WHO: sepsis causes 20% of global deaths

Sepsis - the body’s potentially deadly response to infection - is responsible for 1 in 5 deaths worldwide, the WHO warns in a new report. While most sepsis research is conducted in high-income countries, the majority of cases occur in low-resource settings. Nearly half of the 49 million cases each year occur among children, causing 2.9 million deaths.

NCD agenda should be reframed

The global approach to noncommunicable diseases and injuries needs an “urgent upgrade” to meet the needs of the world’s poorest people, according to a recent Lancet Commission report. Potential solutions have placed an outsized focus on changing behavior, the authors maintain, instead of examining root causes of NCDs.

Report examines AI’s role in global health

A roadmap for applying Artificial Intelligence to global health problems was recently released by the Broadband Commission for Sustainable Development’s Digital Health Working Group.
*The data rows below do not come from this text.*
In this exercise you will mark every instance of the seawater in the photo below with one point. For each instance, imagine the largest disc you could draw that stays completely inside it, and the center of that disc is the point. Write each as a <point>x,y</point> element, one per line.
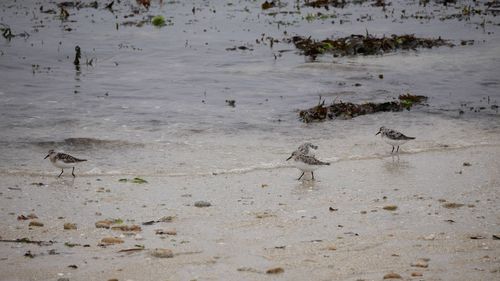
<point>152,101</point>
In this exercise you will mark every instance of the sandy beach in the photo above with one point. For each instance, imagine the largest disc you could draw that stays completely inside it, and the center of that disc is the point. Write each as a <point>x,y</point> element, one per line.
<point>187,110</point>
<point>334,228</point>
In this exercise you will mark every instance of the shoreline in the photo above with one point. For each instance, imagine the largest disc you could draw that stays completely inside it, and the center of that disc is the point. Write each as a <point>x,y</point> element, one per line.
<point>335,228</point>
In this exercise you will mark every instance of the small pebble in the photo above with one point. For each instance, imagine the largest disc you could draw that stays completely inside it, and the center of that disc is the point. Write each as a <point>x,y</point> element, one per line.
<point>36,223</point>
<point>202,204</point>
<point>392,275</point>
<point>69,226</point>
<point>276,270</point>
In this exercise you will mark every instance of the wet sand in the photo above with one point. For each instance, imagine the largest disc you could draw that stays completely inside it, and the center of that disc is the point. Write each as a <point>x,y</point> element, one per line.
<point>334,228</point>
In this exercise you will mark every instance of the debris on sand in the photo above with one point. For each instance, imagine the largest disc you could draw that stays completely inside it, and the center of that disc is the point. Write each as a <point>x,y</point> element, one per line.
<point>390,207</point>
<point>104,224</point>
<point>8,34</point>
<point>28,241</point>
<point>163,219</point>
<point>70,226</point>
<point>158,21</point>
<point>276,270</point>
<point>36,223</point>
<point>347,110</point>
<point>268,5</point>
<point>162,253</point>
<point>202,204</point>
<point>132,228</point>
<point>172,232</point>
<point>422,263</point>
<point>110,241</point>
<point>392,275</point>
<point>134,180</point>
<point>28,217</point>
<point>363,45</point>
<point>453,205</point>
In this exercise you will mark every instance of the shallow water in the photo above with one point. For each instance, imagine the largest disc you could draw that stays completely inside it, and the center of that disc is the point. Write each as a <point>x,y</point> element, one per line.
<point>153,100</point>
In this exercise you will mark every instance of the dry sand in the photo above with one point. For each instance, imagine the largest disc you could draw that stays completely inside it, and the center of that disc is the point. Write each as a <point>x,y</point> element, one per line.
<point>335,228</point>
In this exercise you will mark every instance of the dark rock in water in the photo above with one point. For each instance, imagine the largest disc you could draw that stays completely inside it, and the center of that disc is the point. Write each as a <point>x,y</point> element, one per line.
<point>363,45</point>
<point>347,110</point>
<point>202,204</point>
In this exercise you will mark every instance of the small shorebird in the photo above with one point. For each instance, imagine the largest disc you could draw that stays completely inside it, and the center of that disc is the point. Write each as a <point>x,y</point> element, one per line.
<point>63,160</point>
<point>307,148</point>
<point>393,137</point>
<point>306,163</point>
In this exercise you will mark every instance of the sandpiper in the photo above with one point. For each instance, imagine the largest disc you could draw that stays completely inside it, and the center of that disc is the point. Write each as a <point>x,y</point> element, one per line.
<point>393,137</point>
<point>306,163</point>
<point>63,160</point>
<point>307,148</point>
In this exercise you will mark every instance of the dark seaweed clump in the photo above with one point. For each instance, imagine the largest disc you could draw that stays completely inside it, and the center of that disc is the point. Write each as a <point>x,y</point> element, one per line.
<point>364,45</point>
<point>347,110</point>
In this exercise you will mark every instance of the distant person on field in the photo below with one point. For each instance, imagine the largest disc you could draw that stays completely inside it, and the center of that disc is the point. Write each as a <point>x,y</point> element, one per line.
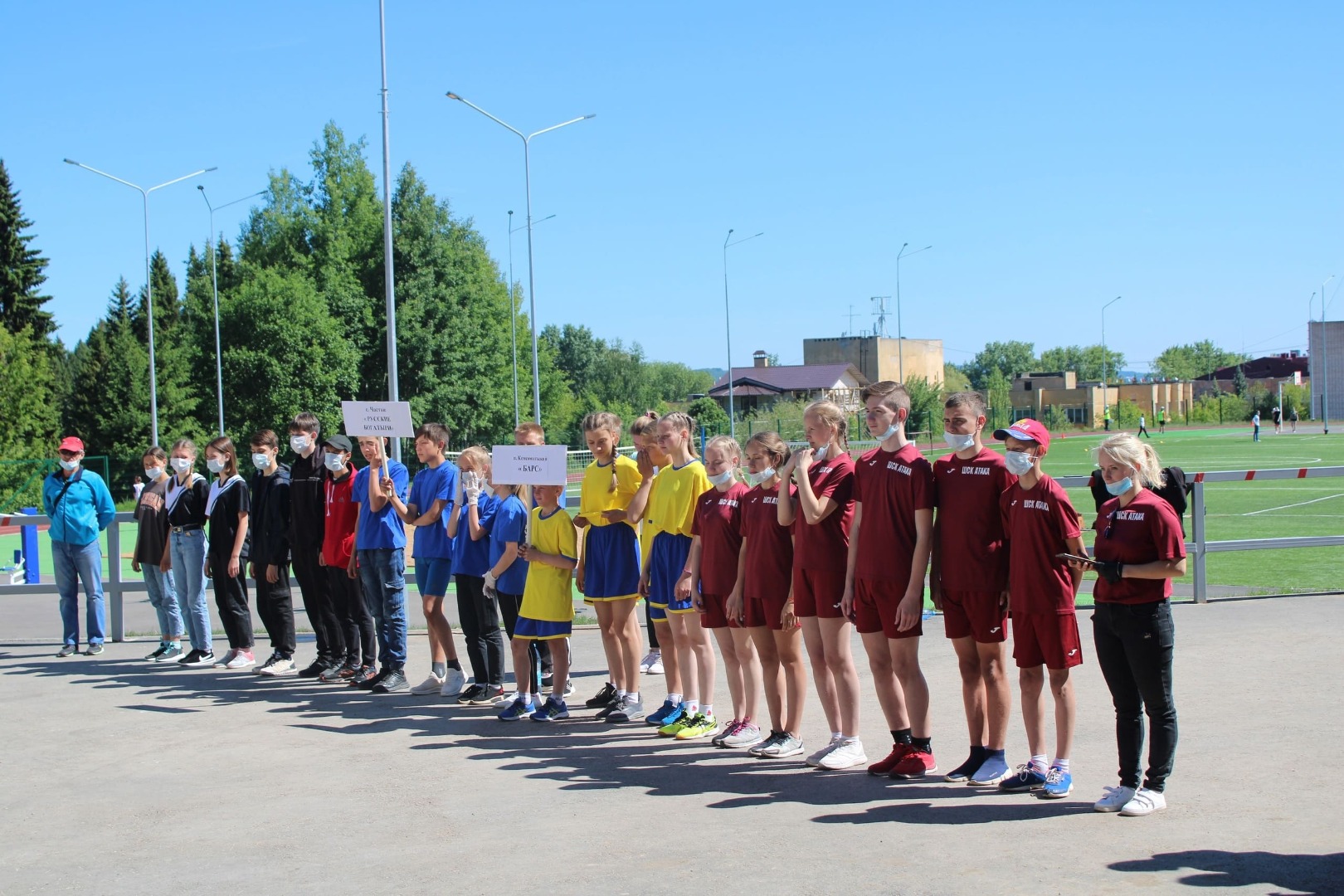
<point>80,507</point>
The report identifies high-leverage opportunities for AI to support global health projects for low- and middle-income settings and emphasizes the need to systematically integrate AI into healthcare infrastructures.

Child lead poisoning is global problem

A third of the world’s children have been poisoned by lead, according to a new analysis by UNICEF and Pure Earth. The report says that around 1 in 3 children - up to 800 million globally - have blood lead levels higher than is deemed safe. Informal and substandard recycling of lead-acid batteries is a leading contributor.